Lino at once entered into a 6-month purchase contract with DuPont for 1,000 20-gallon
containers a month of XO-152 at $8.00 a container. At the same time Lino advised ChemCorp that
it was returning the unused portion of ChemCorps first delivery and would not accept or pay for
any further deliveries. Your so-called improved product is a total flop, Eustacia told Clym in an
angry phone call. If theres any flop around here, retorted Clym, its you and your old-fashioned
manufacturing process.
Lino sues ChemCorp for $15,500, representing the $6,500 payment already made plus the
difference between $8.00 and $6.50 per container times 1,000 containers times 6 months.
ChemCorp counterclaims for its lost profit on the Lino order, which it estimates to be $3.50 per
container times 1,000 containers times the 5 months remaining on the contract, or $17,500.
How should the lawsuit be decided?

CONTRACTS -- Section 3 -- Page 4 of 4

Question III
Arabella, a well-known portrait painter whose client list includes important corporate
executives and political figures, has entered into a contract with Columbia Law School to paint a
portrait of Professor X, a distinguished member of the faculty who is about to retire. The portrait
is to be hung in a prominent place in the Case Lounge on the 7th Floor of the Law School where
the portraits of other far-famed faculty of earlier times can be seen and admired.

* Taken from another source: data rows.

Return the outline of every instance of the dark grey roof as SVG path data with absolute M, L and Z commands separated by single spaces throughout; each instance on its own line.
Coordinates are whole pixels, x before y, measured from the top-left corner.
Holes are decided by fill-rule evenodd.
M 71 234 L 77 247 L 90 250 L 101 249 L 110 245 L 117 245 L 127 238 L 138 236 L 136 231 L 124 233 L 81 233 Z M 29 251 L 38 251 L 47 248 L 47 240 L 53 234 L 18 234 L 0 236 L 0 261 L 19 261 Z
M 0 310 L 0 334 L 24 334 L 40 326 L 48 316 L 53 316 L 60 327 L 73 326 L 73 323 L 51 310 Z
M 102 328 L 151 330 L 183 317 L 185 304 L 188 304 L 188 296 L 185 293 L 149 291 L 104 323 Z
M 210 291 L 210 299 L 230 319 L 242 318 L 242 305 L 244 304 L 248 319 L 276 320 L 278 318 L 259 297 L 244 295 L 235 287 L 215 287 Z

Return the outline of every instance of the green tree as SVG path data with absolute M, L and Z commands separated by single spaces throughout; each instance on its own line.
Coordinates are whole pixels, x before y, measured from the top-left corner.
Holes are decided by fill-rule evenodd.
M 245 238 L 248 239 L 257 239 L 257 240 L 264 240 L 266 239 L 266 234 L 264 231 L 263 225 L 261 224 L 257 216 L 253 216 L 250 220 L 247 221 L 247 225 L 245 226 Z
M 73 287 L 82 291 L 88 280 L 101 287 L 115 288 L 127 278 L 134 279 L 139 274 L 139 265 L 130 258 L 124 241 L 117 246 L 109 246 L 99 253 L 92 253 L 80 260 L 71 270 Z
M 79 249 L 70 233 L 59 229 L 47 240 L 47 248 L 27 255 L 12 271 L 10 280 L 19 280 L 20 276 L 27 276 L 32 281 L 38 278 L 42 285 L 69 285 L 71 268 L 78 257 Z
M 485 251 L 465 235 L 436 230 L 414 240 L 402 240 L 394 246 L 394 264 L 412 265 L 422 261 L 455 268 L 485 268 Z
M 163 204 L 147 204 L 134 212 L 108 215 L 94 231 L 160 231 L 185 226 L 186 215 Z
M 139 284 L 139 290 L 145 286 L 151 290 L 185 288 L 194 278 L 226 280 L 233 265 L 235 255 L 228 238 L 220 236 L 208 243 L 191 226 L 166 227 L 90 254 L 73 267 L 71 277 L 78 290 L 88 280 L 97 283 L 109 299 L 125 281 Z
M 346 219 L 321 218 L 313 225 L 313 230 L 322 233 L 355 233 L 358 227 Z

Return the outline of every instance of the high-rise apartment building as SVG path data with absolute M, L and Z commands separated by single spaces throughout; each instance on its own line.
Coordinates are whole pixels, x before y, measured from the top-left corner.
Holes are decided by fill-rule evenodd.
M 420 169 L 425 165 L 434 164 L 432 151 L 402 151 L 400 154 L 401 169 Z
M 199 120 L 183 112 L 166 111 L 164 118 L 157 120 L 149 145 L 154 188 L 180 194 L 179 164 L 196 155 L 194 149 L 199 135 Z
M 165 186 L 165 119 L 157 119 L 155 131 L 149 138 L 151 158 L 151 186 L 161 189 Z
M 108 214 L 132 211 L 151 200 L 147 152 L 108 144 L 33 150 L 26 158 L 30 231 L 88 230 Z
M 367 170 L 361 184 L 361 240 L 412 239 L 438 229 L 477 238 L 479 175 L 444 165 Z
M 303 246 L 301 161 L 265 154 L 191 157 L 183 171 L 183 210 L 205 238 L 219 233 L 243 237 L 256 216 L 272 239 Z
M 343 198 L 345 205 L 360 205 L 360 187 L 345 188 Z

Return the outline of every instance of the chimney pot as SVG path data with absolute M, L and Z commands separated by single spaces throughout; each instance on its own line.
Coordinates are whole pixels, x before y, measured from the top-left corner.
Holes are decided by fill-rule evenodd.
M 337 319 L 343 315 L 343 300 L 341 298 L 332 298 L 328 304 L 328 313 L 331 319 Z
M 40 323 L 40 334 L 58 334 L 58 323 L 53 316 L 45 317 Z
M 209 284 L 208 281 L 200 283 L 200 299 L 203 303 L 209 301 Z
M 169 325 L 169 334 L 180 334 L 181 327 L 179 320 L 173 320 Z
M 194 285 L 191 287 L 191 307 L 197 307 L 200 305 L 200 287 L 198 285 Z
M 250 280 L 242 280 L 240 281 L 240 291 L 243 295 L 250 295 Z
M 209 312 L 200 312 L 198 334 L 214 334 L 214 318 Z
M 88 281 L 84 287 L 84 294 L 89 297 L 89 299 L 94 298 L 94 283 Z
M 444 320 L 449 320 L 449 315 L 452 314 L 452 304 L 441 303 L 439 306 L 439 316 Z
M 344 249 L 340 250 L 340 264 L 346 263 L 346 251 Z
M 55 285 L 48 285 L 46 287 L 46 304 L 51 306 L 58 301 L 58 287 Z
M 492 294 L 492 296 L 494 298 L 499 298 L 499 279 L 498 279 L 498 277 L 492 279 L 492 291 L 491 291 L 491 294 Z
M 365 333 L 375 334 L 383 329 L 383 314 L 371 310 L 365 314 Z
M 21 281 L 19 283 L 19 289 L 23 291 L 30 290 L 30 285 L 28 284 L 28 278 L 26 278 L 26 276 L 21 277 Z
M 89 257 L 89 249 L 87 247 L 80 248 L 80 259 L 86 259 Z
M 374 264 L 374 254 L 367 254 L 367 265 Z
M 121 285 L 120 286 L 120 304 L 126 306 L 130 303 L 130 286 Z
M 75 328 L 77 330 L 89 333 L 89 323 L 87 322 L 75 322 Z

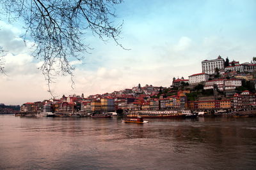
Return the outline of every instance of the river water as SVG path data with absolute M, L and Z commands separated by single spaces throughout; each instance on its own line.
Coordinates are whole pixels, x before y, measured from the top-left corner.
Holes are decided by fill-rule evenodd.
M 0 116 L 0 169 L 255 169 L 256 118 Z

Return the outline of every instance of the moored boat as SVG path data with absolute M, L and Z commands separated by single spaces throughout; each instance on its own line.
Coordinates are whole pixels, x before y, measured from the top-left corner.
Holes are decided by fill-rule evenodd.
M 112 115 L 108 115 L 108 114 L 96 114 L 96 115 L 91 115 L 91 117 L 92 117 L 92 118 L 110 118 L 111 116 L 112 116 Z
M 48 113 L 46 115 L 47 117 L 55 117 L 56 115 L 53 113 Z
M 127 118 L 125 120 L 122 120 L 122 122 L 125 123 L 136 123 L 136 124 L 145 124 L 148 123 L 148 121 L 143 120 L 143 118 L 141 117 L 138 117 L 134 118 Z

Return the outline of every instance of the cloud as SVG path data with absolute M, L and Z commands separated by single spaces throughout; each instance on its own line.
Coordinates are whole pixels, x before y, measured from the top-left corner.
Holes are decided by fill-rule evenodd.
M 182 36 L 179 40 L 178 44 L 173 46 L 173 50 L 176 52 L 187 50 L 191 45 L 191 39 L 186 36 Z

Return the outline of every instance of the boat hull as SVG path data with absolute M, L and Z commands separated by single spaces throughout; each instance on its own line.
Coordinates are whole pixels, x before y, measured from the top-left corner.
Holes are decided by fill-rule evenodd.
M 127 115 L 129 118 L 136 118 L 138 116 L 144 118 L 186 118 L 186 115 Z
M 92 115 L 91 117 L 92 118 L 110 118 L 112 115 Z

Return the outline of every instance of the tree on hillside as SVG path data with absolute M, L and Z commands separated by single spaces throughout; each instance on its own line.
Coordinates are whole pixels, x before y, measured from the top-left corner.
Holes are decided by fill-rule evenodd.
M 31 38 L 35 50 L 32 55 L 42 60 L 40 69 L 48 85 L 58 75 L 73 76 L 72 60 L 83 60 L 92 49 L 84 43 L 86 34 L 100 39 L 118 42 L 122 23 L 115 24 L 114 6 L 122 0 L 2 0 L 0 4 L 12 22 L 23 20 L 23 38 Z M 1 19 L 1 18 L 0 18 Z M 88 42 L 87 42 L 88 43 Z M 3 68 L 3 67 L 2 67 Z

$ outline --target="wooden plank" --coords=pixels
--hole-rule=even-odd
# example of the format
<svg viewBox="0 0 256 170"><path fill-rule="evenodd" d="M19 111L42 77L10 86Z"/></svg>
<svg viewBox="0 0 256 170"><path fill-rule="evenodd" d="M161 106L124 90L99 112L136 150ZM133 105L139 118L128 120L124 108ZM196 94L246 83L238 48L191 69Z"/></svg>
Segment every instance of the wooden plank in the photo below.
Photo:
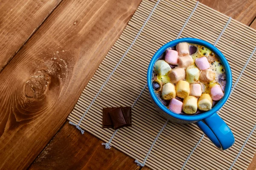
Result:
<svg viewBox="0 0 256 170"><path fill-rule="evenodd" d="M140 169L133 159L115 148L106 150L102 142L88 132L81 135L67 122L29 169Z"/></svg>
<svg viewBox="0 0 256 170"><path fill-rule="evenodd" d="M229 14L230 14L231 16L232 17L233 17L233 18L234 19L237 19L236 18L236 17L240 17L240 16L247 16L247 18L241 18L240 21L241 21L243 23L250 23L248 21L248 20L252 20L253 19L253 17L255 17L254 15L253 15L253 14L255 14L255 12L252 12L252 14L250 14L250 16L249 15L248 15L248 14L247 14L247 9L243 9L243 10L241 10L240 9L240 11L239 11L239 13L237 13L236 12L236 8L241 8L241 7L239 6L235 6L234 8L230 8L229 7L227 7L227 5L224 5L225 7L221 7L220 5L220 4L221 4L222 1L221 0L218 0L218 1L217 1L217 2L218 2L219 3L212 3L212 1L210 0L203 0L202 1L203 3L204 3L204 4L207 5L207 6L212 6L212 7L213 7L213 8L214 8L215 9L217 10L219 10L219 11L221 11L221 12L228 15ZM201 2L201 1L200 1L200 2ZM226 3L227 3L227 4L228 4L228 2L231 2L231 1L228 1L228 2L226 2ZM239 1L238 0L235 1L233 1L233 3L236 4L236 3L238 3L238 2L239 2ZM247 2L245 2L245 3L247 3ZM253 3L252 3L251 4L253 4ZM248 4L248 3L247 3ZM252 5L254 5L254 6L253 6L253 7L255 7L255 6L256 5L256 4L253 4ZM233 7L234 7L234 6L233 6ZM226 10L225 10L226 9ZM231 12L231 11L233 12ZM251 14L251 16L250 15L250 14ZM249 17L250 18L248 19L248 17ZM79 132L79 131L78 131L75 128L74 128L73 126L68 125L67 124L67 123L65 124L65 125L64 125L64 126L62 128L62 129L69 129L69 130L67 130L67 131L63 131L62 130L61 130L61 131L60 131L59 133L58 133L58 135L56 136L49 143L49 145L52 145L52 146L55 146L55 147L49 147L49 146L47 146L47 147L46 147L46 148L43 151L43 152L42 152L42 153L40 154L40 155L39 156L39 157L33 163L33 164L32 164L32 166L31 167L31 169L44 169L44 166L46 166L46 167L47 167L47 168L48 168L49 169L51 169L51 168L52 167L51 167L50 165L49 166L47 166L47 165L48 164L51 164L53 162L58 162L58 163L55 164L55 166L54 167L55 168L55 169L60 169L61 167L63 167L63 165L62 164L63 164L64 163L63 162L63 161L61 161L61 160L63 160L64 159L65 159L65 158L66 157L69 157L69 158L70 158L70 159L72 159L72 161L69 161L68 160L67 160L65 159L65 160L67 162L67 164L81 164L82 165L80 165L80 166L81 166L81 167L84 167L83 166L93 166L93 167L94 167L94 166L95 166L94 164L96 164L96 163L95 163L95 162L88 162L87 161L83 161L82 159L82 158L81 158L81 159L80 160L80 162L76 162L74 164L71 164L72 162L73 162L73 157L77 157L77 158L83 158L83 157L84 157L84 155L85 154L87 154L87 153L85 153L85 152L83 152L82 153L82 154L80 156L78 156L75 154L70 154L70 152L72 152L73 150L76 150L77 149L77 148L80 148L81 150L86 150L87 149L89 149L89 148L88 148L87 147L91 147L90 146L88 146L87 145L86 145L85 144L83 144L84 143L84 142L83 142L84 139L82 139L84 137L83 137L83 135L81 135L79 134L80 132ZM61 144L62 142L64 142L64 141L65 141L65 138L62 137L61 136L64 136L66 134L66 135L67 135L67 134L70 134L68 132L70 132L70 133L74 133L73 132L73 130L76 130L78 132L78 133L77 133L77 136L72 136L73 138L73 141L75 141L75 142L70 142L69 144L67 143L66 142L65 142L65 145L64 146L64 148L67 148L67 149L60 149L59 147L56 147L56 145L58 145L58 144ZM86 132L85 132L85 136L87 136L87 133ZM57 138L58 136L58 138ZM93 139L95 139L94 138ZM109 152L111 152L112 150L114 150L114 152L115 152L116 150L114 148L112 148L110 150L105 150L104 148L104 146L101 146L100 145L100 143L101 143L101 142L103 142L102 141L101 141L101 140L100 140L99 139L98 139L97 138L96 138L96 139L98 140L98 142L99 143L99 146L99 146L98 147L97 147L97 148L95 148L94 149L94 152L96 153L95 154L96 155L97 155L97 154L99 154L101 153L103 153L103 154L108 154L109 153ZM80 141L80 140L81 140ZM92 140L92 139L91 139ZM96 140L96 142L96 142L97 140ZM78 147L77 146L77 144L79 144L79 147ZM94 145L93 145L94 146ZM48 148L50 148L51 149L48 149ZM102 148L103 148L104 149L103 149L102 150ZM58 150L61 150L61 151L62 151L62 152L60 152L59 151L58 151ZM119 151L119 152L120 152ZM55 154L55 153L57 153L57 154ZM47 156L46 156L45 155L47 155ZM80 153L79 153L79 155L80 155ZM111 162L112 162L112 164L113 165L113 166L118 166L118 165L119 164L119 162L118 161L114 161L114 159L116 158L116 156L112 156L111 155L108 155L108 159L105 159L105 163L103 163L102 162L100 162L100 166L99 167L100 167L100 169L104 168L105 167L108 167L108 166L109 165L109 163L108 162L108 161L110 161ZM44 158L44 157L46 157L46 158L45 158L45 159L42 159L42 158ZM97 157L93 157L94 159L98 159L98 160L100 160L100 159L102 159L102 157L98 157L98 158L97 158ZM135 163L134 163L134 160L132 161L130 161L130 160L128 161L127 161L125 162L125 164L129 164L130 165L130 166L131 167L134 167L134 166L136 164ZM78 168L79 169L79 168ZM95 169L95 168L92 168L93 169ZM100 169L100 168L98 168L98 169ZM123 169L125 169L125 168L123 168ZM150 168L149 168L148 167L143 167L142 168L143 170L149 170Z"/></svg>
<svg viewBox="0 0 256 170"><path fill-rule="evenodd" d="M0 71L61 1L0 1Z"/></svg>
<svg viewBox="0 0 256 170"><path fill-rule="evenodd" d="M140 2L64 0L0 72L0 169L39 155Z"/></svg>
<svg viewBox="0 0 256 170"><path fill-rule="evenodd" d="M247 26L256 17L255 0L200 0L200 2Z"/></svg>

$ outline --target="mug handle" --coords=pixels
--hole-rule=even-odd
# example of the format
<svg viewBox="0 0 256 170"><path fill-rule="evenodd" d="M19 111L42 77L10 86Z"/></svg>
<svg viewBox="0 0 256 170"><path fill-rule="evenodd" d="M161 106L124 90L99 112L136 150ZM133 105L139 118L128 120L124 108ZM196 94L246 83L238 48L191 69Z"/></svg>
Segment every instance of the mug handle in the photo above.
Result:
<svg viewBox="0 0 256 170"><path fill-rule="evenodd" d="M195 123L221 150L229 148L235 143L231 130L217 113Z"/></svg>

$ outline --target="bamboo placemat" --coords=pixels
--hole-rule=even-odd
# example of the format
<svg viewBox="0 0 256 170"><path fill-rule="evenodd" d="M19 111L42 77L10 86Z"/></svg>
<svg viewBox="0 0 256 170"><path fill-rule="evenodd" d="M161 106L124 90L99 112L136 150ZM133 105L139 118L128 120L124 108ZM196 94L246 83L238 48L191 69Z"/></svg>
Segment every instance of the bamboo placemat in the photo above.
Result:
<svg viewBox="0 0 256 170"><path fill-rule="evenodd" d="M158 169L246 169L256 151L256 31L195 1L143 0L102 62L68 117L87 130L136 159ZM227 58L232 94L219 112L236 142L218 150L195 125L168 122L148 96L146 75L154 53L175 39L208 41ZM132 106L132 127L102 127L103 107Z"/></svg>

The contract between Arabella and the Law School calls for a fee of $50,000 to be paid to
Arabella on completion of the portrait, and provides also that the work is not to be considered
completed until finally approved by Professor X himself, which approval shall not unreasonably
be withheld. Professor X agrees to ten 45-minute sittings beginning November 1, 1997. The
portrait is to be finished and submitted to the Professor for final approval by June 30, 1998.
Arabella normally does the initial draft of a portrait herself, which usually occupies the first
six or seven of the ten scheduled sittings. She then turns the portrait over to her assistants
(sometimes called the elves) for final touch-up, framing, etc., while she herself moves on to the
next commission.
Arabella and Professor X go through four sittings in November and December. Glancing
at Arabellas easel as he leaves the room after the last of the four, the Professor discovers to his
dismay that instead of painting him in the respectable business suit that he has been wearing at
each sitting, Arabella has him dressed in the costume of a Roman senator. He is clad in a toga (in
the portrait), one arm is bare, and there is a laurel wreath on his brow. Professor X immediately
and strenuously objects to this fanciful get-up, saying that the toga and laurel wreath make him look
ridiculous. Arabella, however, being accustomed to what she regards as the petty vanity of her
sitters, coolly replies that she will entertain no objections while the work is in progress. She
assures the Professor that he will be well satisfied with the final product and reminds him that he
can reject it if he is not.
Professor X thereupon declares that he will not participate in any further sittings and angrily
informs Dean Leebron of that decision. The Dean so advises Arabella. Arabella responds by
stating that she is simply too busy for this kind of bickering and, having packed up her paints and
brushes, departs in a huff.
Arabella now sues the Law School for her $50,000 fee. What result?